Chiarelli ha 63 anni, è agricoltore e viticoltore nel golfo di Castellammare. “Guardo la mia terra – dice – e ogni giorno la vedo sempre più abusata. Succede dal luglio scorso e, senz’acqua, andrà sempre peggio”. In Regione, ma anche pubbliche, le proposte di Confcooperative caratterizzate da una serie di azioni che appaiono “di sistema”. “Sono d’accordo – spiega – sul “qui e ora” indispensabile per una svolta che ci faccia superare quest’estate senza i toni nefasti che la stanno anticipando. Ma serve di più”.

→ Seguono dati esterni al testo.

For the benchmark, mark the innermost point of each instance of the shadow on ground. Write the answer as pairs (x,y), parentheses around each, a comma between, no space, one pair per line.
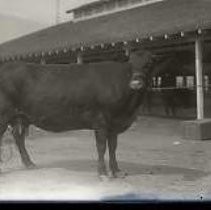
(131,168)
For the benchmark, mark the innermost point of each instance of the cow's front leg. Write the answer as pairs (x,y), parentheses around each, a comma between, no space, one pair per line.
(113,165)
(101,149)
(19,132)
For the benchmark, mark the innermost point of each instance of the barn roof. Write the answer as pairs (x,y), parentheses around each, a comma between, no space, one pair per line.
(167,17)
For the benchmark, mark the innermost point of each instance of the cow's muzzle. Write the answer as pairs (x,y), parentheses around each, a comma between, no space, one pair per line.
(136,82)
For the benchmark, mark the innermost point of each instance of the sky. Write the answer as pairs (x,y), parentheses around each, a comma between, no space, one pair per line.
(20,17)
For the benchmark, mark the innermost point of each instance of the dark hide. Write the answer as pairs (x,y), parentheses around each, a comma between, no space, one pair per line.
(58,98)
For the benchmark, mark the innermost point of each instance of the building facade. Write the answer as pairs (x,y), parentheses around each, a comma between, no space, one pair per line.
(105,7)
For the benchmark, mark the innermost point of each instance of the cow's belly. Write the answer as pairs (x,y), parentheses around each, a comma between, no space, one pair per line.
(63,119)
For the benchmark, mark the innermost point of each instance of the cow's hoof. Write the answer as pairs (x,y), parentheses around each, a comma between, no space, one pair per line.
(104,178)
(119,174)
(31,166)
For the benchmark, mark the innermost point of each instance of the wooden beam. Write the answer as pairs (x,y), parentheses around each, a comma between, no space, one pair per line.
(199,78)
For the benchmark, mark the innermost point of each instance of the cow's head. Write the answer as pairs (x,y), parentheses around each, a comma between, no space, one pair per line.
(141,62)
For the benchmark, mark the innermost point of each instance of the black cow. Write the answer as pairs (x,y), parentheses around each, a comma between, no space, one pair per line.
(103,97)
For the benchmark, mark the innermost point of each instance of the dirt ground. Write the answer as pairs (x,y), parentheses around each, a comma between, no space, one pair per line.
(160,166)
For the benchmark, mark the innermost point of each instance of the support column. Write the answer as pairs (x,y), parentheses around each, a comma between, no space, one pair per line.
(79,58)
(198,129)
(199,78)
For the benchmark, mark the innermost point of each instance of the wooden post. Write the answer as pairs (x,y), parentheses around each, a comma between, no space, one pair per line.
(199,78)
(42,61)
(79,58)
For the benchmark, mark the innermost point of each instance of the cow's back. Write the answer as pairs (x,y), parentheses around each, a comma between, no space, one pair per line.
(84,83)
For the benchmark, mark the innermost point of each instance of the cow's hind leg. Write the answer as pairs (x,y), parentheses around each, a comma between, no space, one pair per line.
(101,149)
(3,128)
(113,165)
(19,132)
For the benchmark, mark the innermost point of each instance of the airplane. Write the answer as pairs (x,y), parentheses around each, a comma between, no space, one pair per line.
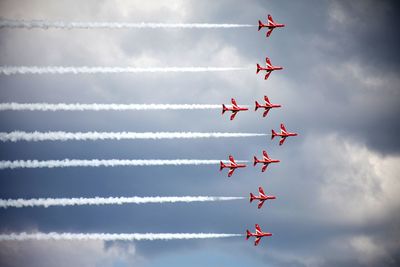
(258,234)
(232,166)
(269,68)
(283,134)
(261,197)
(267,106)
(265,161)
(235,108)
(271,25)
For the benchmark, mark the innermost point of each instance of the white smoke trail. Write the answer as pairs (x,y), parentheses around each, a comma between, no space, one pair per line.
(43,24)
(79,136)
(47,202)
(98,107)
(110,237)
(9,70)
(16,164)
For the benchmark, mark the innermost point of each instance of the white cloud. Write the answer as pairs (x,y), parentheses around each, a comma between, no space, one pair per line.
(358,186)
(67,253)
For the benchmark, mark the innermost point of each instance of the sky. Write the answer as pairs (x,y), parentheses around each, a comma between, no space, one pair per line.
(337,183)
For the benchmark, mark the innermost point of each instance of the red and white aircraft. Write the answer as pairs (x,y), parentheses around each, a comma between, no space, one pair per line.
(235,108)
(283,134)
(267,106)
(258,234)
(271,25)
(261,197)
(269,68)
(232,165)
(266,160)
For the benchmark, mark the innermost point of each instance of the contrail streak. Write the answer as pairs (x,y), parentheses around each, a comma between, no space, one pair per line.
(9,70)
(110,237)
(6,164)
(81,136)
(43,24)
(47,202)
(98,107)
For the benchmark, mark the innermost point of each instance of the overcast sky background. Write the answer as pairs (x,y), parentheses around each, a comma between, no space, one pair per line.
(337,185)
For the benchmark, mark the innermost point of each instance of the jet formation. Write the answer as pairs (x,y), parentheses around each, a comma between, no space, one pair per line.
(271,25)
(235,108)
(266,106)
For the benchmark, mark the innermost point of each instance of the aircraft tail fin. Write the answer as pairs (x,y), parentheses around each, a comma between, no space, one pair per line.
(221,165)
(248,234)
(252,197)
(260,25)
(255,161)
(224,108)
(273,134)
(269,32)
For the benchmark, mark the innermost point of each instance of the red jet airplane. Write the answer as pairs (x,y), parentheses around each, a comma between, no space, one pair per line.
(235,108)
(261,197)
(283,134)
(232,166)
(267,106)
(269,68)
(271,25)
(258,234)
(265,161)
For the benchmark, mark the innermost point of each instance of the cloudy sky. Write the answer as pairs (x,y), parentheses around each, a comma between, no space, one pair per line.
(337,184)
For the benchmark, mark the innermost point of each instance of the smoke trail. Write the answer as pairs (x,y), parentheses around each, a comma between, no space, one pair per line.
(43,24)
(98,107)
(79,136)
(6,164)
(9,70)
(110,237)
(47,202)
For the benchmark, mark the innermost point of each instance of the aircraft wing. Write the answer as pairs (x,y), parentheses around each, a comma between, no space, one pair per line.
(261,191)
(264,167)
(269,32)
(234,104)
(270,19)
(267,75)
(233,115)
(268,61)
(282,141)
(283,128)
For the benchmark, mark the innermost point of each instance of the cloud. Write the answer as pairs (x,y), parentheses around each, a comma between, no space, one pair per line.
(67,253)
(358,186)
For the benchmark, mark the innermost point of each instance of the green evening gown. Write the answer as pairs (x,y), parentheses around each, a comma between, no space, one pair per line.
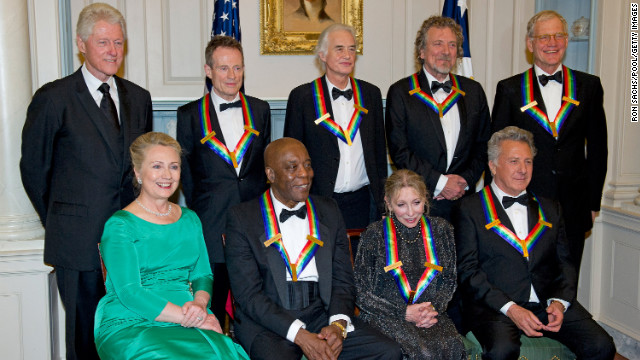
(149,265)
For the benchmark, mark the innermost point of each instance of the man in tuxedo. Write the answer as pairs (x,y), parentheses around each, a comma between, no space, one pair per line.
(514,264)
(563,109)
(290,270)
(223,135)
(340,121)
(75,164)
(438,123)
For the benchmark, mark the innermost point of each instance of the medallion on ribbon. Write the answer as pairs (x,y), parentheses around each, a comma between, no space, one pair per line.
(523,246)
(394,265)
(530,105)
(324,117)
(274,237)
(439,108)
(230,157)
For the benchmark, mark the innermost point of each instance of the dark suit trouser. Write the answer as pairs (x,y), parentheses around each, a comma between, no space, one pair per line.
(588,340)
(363,343)
(220,290)
(80,292)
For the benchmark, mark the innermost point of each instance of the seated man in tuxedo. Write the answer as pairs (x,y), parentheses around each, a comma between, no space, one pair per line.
(290,271)
(516,286)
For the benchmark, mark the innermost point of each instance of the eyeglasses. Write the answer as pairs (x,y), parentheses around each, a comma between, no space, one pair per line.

“Penso – elenca – ai volumi elevati di acque reflue che disperdiamo. Ci sono studi, anche universitari, che illustrano come disperdiamo una risorsa indispensabile. L’acqua c’è, partiamo da questa. Può essere meglio depurata per i campi, in Germania e Israele addirittura la bevono. Servono protocolli seri con le università israeliane che hanno trasformato la difficoltà dei deserti e dei territori occupati in opportunità. Possono spiegarci come programmare per fare bene, per aggiungere quest’acqua a quella delle dighe cui la Regione vuole mettere mano per renderle più efficienti”.
Opere non proprio economiche, riconosce lui stesso: “Ma bisogna partire da qualcosa, per “fare” senza abbandonarsi alle sole “chiacchiere”. La Regione può decidere come definire e assorbire il costo energetico di sollevamento di queste acque reflue. Così come si potrebbe pensare ad alimentarlo con il fotovoltaico, senza far arricchire con le rinnovabili solo i fondi di investimento”.
“E poi – continua a proporre – va ipotizzata una deroga al divieto attuale di realizzare laghetti collinari nelle aziende, vigente solo per la presenza di consorzi che poi arrivano a disperdere fino al 60% di acqua in reti malandate. I laghetti servirebbero a intercettare le acque piovane e a costruire una rete di autoconsumo senza gravare sul prelievo da bacini comuni”.
E ancora: “Perché non semplificare le autorizzazioni per i pozzi? Oggi si pensa a requisirli, ma non se ne conosce che una minima parte. Autorizzarli significherebbe far emergere l’attuale, elevato e incontrollato abusivismo, che alla fine grava sull’unica falda acquifera sotto i nostri piedi. Autorizzati, normati per il prelievo e monitorati, questi nuovi pozzi costruirebbero una rete di rifornimento costante per la terra”.